Le partage amiable total ou partiel est désormais possible dans plusieurs situations qui nécessitaient auparavant le recours au partage judiciaire :

- Lorsqu’un indivisaire est présumé absent ou se trouve hors d’état de manifester sa volonté, par suite d’éloignement, il est possible de recourir au partage amiable, en demandant l’autorisation du juge des tutelles qui désigne un représentant du présumé absent.

- Lorsqu’un indivisaire est mineur ou majeur sous tutelle, il est possible de recourir au partage amiable avec l’autorisation du conseil de famille.

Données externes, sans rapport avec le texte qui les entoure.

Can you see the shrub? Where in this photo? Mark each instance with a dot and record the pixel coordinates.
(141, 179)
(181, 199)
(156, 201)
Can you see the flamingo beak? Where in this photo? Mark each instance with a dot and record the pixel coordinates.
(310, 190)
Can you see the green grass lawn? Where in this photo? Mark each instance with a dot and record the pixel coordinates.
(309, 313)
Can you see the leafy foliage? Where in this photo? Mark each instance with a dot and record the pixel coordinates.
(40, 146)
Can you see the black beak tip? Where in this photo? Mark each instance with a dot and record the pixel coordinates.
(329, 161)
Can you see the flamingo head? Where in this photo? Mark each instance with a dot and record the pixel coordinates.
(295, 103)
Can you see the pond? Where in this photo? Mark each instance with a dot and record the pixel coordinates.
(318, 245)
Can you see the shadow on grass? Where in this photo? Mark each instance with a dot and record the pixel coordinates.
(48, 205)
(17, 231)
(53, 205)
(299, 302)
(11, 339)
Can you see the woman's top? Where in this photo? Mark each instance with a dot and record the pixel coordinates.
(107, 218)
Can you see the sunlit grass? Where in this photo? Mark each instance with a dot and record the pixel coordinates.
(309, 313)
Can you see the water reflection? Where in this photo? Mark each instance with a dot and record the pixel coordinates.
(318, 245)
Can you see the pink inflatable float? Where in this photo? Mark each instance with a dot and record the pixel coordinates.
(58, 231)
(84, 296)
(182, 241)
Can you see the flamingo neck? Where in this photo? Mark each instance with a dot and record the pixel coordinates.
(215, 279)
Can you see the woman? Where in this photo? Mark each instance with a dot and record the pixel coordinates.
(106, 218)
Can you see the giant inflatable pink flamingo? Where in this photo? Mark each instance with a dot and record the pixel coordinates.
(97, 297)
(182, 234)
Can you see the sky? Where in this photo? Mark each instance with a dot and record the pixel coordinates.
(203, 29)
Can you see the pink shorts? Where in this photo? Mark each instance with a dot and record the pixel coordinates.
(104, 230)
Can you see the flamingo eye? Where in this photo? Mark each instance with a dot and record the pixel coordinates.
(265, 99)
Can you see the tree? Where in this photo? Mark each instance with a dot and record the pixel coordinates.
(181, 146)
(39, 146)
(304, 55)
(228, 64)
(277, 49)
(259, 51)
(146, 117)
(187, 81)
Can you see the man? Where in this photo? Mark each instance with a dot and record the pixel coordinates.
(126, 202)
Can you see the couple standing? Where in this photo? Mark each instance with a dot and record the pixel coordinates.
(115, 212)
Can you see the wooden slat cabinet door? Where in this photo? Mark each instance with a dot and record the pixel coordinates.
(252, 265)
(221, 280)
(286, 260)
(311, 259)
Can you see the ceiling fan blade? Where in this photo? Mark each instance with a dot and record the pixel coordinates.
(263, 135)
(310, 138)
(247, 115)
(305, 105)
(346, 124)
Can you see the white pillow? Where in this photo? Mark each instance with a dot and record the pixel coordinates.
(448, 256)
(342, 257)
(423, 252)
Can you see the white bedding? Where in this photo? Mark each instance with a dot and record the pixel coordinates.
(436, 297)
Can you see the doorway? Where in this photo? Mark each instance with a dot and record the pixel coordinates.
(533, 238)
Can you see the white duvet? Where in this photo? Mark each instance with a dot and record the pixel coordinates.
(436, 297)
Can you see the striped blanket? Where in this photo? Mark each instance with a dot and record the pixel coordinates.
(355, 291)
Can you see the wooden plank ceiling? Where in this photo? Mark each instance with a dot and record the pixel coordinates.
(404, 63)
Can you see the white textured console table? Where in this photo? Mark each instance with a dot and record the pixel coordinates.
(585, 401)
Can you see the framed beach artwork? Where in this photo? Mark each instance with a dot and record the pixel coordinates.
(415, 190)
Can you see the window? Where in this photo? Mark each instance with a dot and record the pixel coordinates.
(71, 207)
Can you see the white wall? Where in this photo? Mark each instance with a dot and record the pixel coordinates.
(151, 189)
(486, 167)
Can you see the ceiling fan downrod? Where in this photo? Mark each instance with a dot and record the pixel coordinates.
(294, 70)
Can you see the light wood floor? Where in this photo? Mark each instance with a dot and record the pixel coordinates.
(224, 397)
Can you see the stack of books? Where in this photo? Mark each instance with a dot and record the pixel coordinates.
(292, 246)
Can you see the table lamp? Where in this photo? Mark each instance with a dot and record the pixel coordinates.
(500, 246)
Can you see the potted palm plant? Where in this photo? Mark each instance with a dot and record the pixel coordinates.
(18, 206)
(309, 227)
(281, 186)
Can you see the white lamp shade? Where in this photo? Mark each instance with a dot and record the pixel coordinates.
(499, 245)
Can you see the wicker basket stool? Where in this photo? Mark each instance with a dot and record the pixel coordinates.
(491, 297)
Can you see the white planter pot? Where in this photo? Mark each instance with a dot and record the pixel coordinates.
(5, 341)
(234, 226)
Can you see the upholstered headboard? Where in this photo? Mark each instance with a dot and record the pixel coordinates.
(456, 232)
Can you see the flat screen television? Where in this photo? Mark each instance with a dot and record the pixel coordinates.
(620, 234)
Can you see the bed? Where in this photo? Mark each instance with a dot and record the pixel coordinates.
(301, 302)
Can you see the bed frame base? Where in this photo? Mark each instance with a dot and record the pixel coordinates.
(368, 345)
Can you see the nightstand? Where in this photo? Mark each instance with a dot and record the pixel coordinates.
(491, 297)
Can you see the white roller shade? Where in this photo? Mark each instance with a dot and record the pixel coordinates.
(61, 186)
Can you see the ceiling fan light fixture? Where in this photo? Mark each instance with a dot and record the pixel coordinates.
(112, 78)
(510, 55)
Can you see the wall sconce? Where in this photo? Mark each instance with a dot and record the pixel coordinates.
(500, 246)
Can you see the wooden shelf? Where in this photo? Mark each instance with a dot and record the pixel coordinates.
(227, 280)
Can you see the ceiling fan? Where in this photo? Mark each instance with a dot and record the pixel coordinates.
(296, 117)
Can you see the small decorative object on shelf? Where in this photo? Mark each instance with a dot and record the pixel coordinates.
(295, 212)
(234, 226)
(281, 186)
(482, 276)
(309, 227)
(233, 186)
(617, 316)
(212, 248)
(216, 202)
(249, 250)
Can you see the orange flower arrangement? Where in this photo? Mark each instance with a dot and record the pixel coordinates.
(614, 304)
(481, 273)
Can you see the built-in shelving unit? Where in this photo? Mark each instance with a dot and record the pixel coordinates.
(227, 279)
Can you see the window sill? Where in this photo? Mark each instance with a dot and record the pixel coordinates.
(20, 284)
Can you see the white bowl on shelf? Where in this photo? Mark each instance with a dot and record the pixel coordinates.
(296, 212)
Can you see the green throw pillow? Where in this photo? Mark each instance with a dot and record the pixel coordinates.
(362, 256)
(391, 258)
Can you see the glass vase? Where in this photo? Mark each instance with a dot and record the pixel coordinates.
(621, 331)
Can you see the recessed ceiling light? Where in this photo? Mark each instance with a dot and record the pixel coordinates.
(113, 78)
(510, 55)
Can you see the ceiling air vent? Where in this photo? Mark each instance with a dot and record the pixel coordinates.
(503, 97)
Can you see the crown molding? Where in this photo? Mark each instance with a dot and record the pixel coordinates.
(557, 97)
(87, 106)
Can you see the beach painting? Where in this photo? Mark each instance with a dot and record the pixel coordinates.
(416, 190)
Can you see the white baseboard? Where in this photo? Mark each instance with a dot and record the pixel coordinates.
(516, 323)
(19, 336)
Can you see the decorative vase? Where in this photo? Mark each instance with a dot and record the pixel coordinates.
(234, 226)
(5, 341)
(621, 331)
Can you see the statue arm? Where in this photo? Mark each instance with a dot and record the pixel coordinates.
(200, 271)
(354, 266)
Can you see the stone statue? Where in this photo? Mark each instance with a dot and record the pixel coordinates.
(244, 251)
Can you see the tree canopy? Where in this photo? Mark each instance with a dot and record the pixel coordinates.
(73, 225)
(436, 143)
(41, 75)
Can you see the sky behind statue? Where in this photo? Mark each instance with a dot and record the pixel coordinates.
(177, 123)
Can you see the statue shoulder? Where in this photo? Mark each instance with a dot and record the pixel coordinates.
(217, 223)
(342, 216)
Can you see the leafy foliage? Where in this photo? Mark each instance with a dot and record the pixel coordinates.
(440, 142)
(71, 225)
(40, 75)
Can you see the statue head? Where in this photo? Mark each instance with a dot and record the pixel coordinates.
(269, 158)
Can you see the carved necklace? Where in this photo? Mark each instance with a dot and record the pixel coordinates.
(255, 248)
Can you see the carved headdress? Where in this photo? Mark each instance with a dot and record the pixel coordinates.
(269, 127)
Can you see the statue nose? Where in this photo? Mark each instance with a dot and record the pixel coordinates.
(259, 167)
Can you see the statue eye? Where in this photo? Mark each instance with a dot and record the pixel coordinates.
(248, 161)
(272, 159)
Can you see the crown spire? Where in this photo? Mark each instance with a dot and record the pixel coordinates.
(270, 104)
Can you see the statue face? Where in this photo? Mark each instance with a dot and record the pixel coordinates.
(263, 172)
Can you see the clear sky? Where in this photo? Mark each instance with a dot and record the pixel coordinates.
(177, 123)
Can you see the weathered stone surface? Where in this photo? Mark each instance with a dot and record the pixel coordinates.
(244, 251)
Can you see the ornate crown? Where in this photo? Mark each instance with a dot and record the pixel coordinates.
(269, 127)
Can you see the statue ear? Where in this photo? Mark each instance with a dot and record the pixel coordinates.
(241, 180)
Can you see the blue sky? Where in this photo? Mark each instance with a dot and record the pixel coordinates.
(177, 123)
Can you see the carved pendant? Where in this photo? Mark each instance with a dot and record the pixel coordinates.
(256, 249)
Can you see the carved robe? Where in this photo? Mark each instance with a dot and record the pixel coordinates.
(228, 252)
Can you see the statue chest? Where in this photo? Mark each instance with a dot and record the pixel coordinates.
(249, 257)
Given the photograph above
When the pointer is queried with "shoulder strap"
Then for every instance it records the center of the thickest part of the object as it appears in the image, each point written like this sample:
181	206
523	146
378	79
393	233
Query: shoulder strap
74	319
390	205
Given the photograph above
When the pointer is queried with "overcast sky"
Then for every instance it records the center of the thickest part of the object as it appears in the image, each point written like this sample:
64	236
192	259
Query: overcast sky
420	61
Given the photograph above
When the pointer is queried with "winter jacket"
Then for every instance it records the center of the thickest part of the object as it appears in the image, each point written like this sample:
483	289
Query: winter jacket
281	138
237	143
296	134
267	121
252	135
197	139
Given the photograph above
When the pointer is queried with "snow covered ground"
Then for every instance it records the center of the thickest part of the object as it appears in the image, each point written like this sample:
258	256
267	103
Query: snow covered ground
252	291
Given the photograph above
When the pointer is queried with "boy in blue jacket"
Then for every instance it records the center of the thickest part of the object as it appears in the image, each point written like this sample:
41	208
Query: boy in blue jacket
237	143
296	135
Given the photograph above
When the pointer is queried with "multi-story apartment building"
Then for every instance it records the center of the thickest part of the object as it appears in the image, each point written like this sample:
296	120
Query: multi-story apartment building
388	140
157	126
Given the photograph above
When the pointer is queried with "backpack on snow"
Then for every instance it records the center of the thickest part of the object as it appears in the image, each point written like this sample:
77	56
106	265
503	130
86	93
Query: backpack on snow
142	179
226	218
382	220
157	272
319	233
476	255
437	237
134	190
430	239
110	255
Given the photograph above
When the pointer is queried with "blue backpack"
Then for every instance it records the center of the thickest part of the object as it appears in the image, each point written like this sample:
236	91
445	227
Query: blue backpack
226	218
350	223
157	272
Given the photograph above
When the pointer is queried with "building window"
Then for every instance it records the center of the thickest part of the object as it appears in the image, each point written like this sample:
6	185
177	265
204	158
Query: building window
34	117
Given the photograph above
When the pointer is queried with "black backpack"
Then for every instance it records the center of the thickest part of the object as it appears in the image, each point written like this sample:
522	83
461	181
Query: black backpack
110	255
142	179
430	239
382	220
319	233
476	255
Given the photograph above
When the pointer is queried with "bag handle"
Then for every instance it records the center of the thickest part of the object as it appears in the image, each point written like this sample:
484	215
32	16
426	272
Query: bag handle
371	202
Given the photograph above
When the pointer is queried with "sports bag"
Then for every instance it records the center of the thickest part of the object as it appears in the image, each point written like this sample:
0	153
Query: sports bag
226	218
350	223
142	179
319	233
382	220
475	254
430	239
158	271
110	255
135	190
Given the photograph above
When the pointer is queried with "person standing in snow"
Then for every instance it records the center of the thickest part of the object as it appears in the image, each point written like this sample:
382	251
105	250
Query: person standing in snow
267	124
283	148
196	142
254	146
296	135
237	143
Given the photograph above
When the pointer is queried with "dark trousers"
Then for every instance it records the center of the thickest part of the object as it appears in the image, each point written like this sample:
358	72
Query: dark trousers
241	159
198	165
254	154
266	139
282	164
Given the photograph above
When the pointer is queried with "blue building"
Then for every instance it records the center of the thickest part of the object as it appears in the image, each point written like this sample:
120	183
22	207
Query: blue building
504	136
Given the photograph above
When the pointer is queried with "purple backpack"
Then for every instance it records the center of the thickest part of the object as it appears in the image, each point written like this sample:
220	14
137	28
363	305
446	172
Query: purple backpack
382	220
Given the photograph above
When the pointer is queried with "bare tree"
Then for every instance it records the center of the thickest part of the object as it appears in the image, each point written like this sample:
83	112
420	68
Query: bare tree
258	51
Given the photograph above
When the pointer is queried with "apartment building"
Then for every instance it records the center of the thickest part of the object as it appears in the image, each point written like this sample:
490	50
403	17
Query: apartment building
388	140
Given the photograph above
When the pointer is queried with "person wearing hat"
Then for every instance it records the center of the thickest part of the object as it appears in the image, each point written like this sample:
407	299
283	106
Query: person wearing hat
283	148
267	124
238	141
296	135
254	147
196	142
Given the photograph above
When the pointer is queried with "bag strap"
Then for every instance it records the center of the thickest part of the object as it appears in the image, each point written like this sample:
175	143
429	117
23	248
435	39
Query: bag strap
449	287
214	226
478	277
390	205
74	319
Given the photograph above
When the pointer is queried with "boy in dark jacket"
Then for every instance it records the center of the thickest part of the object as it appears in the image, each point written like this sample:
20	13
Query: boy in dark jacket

- Lorsqu’un indivisaire est défaillant, les copartageants peuvent le mettre en demeure par acte extrajudiciaire, de se faire représenter au partage amiable dans les 3 mois de la sommation qui lui en sera faite.

- A défaut d’avoir constitué un mandataire judiciaire dans ce délai, les copartageants pourront demander au juge de désigner une personne qualifiée pour représenter le défaillant jusqu’à la réalisation complète du partage. Cette personne qualifiée ne pourra consentir au partage qu’avec l’autorisation du juge.